L’espace urbain peut générer diverses craintes chez des aînés confrontés à un affaiblissement de leurs capacités locomotrices et/ou sensorielles. La densité de la circulation, l’encombrement et l’état des voies, des escaliers sans main courante ni appuis, constituent autant de facteurs susceptibles d’entraver l’accès des aînés à la ville. Celle-ci peut, par ailleurs, leur sembler illisible du fait de modifications de l’espace urbain, de rénovations ou démolitions survenues dans différents quartiers. L’absence ou l’insuffisance de bancs dans les grandes artères et les jardins publics, la rareté d’espaces de loisirs qui leur soient aisément accessibles, la présence en nombre important de jeunes inoccupés et parfois jugés irrespectueux envers les plus âgés, peuvent renforcer chez les aînés le sentiment que la ville devient pour eux un espace étranger, un « ailleurs brutal » ainsi que le souligne Amel Hammami-Montassar (2018) dans son analyse du rapport des personnes âgées à l’espace urbain en Tunisie. Il peut s’en suivre un repli sur le domicile et le quartier l’environnant.
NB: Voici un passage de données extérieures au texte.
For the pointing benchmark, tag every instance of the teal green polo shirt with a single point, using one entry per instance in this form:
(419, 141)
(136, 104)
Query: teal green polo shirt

Étudier le vieillissement en fonction des territoires permet de comprendre les termes dans lesquels se pose la question de l’adaptation des sociétés maghrébines aux changements démographiques à venir. Garantir aux personnes âgées, dans toute leur diversité, un accès serein à des espaces urbains pluriels doit être inclus dans l’équation, au même titre que l’évolution des systèmes de protection sociale.